The 3-D printing industry is evolving rapidly, and ExOne has struggled to figure out how to evolve along with it. At first, ExOne's products and services in working with metal products seemed like a huge competitive advantage over Stratasys and 3D Systems, but customers seemed to view ExOne's technology as threatening their own livelihoods rather than making things easier for them. The question is whether ExOne's move toward working directly with manufacturing companies will help it solve some of its problems. Let's take an early look at what's been happening with ExOne over the past quarter and what we're likely to see in its report.


Source: ExOne.

Stats on ExOne

Analyst EPS Estimate

($0.12)

Year-Ago EPS

($0.20)

Revenue Estimate

$9.86 million

Change From Year-Ago Revenue

24%

Earnings Beats in Past 4 Quarters

0

Source: Yahoo! Finance.

Can ExOne earnings finally meet expectations?
In recent months, investors have pushed back their expectations for ExOne earnings to become profitable, reversing original calls for a 2014 profit and cutting their 2015 estimates by more than half. The stock has dropped almost 30% since early February, which is on par with 3D Systems' decline and worse than the loss Stratasys has posted.

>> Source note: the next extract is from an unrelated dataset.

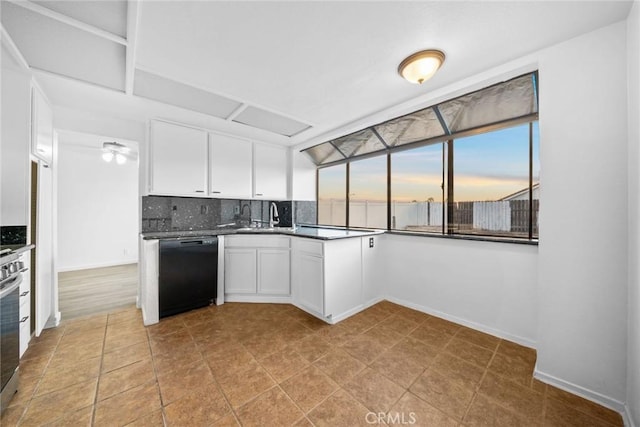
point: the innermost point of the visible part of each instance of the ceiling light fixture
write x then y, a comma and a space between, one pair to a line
111, 150
421, 66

ExOne's first-quarter earnings report wasn't what growth investors had hoped to see from the 3-D printing company. Sales of printers dropped by 22% even though the number of printers sold jumped by 50%, reflecting a different product mix of lower-priced printers compared to a year ago. Overall revenue fell 16%, leaving it far shy of investor expectations. Negative guidance for the 2014 year also weighed on the stock, especially given the inherent volatility involved when a company sells a product that can cost more than $1 million. Even scarier was ExOne calling 2014 a transition year, further pushing out the anticipated ramp-up in sales that investors have waited for.

Source: ExOne.

ExOne's production-center business model works a lot differently from the way that Stratasys and 3D Systems make money. In particular, with their consumer-oriented products, 3D Systems and Stratasys count on high unit volume of outright sales in order to drive revenue and profit growth. By contrast, ExOne offers its production service centers to prospective clients on an on-demand basis, essentially allowing customers to use ExOne printers on a trial basis to see how they work. ExOne has used the model as a valuable tool for promoting sales, as many customers who start out as production service center clients move on to purchase their own 3-D printers in the long run.

Still, the challenge that retail investors face is trying to distinguish the potential opportunities of ExOne and its peers. Sky-high valuations prompted the recent deep correction in ExOne shares as well those of 3D Systems and Stratasys, and ExOne remains vulnerable to future share-price volatility as investors make dramatic reassessments of not only the company's potential but also that of the entire 3-D printing industry on the whole.

In the ExOne earnings report, watch to see how the company's product mix this quarter compares with previous results. Analysts might focus on the short run, but it's more important to identify trends and see where ExOne's business is headed rather than where it has already been.